• Scientific research

    Scientific research

    Antibiotic Resistance

    The discovery of antibiotics is one of the greatest inventions in human history, saving countless lives and significantly increasing human life expectancy. However, as bacterial resistance to antibiotics continues to emerge, bacterial infections are more and more challenging and effective treatments are gradually becoming unavailable.

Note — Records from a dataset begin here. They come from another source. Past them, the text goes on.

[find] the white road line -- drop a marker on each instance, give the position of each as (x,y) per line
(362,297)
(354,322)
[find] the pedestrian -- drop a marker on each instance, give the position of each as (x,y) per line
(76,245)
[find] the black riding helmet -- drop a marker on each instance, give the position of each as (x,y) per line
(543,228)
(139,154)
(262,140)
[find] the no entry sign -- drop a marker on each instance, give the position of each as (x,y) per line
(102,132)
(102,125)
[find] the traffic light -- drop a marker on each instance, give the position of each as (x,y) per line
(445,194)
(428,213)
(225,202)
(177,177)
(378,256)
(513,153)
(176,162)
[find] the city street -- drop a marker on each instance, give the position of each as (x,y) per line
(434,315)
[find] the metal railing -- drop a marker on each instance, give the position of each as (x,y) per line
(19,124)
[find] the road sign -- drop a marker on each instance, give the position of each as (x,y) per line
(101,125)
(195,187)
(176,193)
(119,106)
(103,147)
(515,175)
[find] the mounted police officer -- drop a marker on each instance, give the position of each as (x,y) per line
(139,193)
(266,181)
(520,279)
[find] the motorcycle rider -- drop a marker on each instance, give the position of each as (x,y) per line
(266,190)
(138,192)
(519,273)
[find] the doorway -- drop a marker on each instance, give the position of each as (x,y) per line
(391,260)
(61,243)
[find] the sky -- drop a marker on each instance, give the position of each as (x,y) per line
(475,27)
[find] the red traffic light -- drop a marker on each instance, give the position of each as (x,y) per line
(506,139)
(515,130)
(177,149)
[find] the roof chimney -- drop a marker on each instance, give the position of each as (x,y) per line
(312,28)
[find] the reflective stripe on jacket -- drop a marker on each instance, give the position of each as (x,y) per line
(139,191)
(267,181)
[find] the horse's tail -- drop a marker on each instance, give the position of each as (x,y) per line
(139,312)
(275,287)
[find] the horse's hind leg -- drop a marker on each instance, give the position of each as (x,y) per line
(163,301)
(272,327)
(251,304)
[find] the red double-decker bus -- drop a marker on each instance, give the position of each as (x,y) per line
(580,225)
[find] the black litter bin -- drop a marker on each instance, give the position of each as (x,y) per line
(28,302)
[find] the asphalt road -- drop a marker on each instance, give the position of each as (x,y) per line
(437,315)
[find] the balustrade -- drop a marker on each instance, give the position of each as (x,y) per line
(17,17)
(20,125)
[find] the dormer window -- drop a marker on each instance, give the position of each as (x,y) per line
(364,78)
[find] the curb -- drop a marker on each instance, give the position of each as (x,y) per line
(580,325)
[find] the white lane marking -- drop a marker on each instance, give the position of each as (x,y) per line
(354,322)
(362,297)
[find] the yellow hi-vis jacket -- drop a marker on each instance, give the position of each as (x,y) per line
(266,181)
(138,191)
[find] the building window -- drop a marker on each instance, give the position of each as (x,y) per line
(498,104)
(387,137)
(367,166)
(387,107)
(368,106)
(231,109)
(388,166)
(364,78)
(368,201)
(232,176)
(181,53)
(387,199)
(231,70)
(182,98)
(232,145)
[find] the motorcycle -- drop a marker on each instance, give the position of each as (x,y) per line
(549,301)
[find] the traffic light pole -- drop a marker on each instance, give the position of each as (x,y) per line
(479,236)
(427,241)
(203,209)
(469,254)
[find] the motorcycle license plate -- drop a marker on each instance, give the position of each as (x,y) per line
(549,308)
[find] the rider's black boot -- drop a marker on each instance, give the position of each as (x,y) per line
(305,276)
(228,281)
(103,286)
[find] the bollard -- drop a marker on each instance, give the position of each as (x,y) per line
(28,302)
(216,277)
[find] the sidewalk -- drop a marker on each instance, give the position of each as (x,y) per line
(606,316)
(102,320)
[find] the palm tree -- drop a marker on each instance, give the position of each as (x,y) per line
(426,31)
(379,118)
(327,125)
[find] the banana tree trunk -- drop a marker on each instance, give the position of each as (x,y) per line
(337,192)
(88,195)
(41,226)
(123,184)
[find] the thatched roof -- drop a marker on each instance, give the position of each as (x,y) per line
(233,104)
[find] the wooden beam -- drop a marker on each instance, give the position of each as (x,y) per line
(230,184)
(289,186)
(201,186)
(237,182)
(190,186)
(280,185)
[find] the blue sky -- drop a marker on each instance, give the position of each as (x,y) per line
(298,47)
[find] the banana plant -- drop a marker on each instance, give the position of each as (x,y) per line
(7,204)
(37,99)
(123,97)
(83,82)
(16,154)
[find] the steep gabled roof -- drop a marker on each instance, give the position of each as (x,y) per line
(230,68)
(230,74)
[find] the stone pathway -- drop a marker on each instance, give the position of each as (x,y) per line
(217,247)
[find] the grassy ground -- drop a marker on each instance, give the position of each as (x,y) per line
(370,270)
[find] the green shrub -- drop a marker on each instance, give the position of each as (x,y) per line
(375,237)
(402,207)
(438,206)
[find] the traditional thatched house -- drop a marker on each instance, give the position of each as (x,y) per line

    Bacterial resistance has become a global problem. On April 30, 2014, the World Health Organization released a report stating that antibiotic-resistant bacteria are spreading across the globe. The 2014 Review on Antimicrobial Resistance, published by Jim O'Neill in the UK, estimated that if no action is taken, the number of deaths from bacterial resistance could exceed 10 million cases per year globally by 2050, with one million deaths per year in China. In 2016, the Chinese government launched the National Action Plan to Combat Bacterial Resistance, making the approval of new drugs against drug-resistant bacteria a primary goal to be accomplished by 2020. The U.S. Department of Health and Human Services (HHS) released the second edition of the National Action Plan for Combating Antibiotic-Resistant Bacteria in 2020, with implementation including advancing the development of more than 10 innovative and valuable treatments for bacterial infections by 2022 and achieving the goal of having more than three new antimicrobial drugs in the NDA filing stage by 2025.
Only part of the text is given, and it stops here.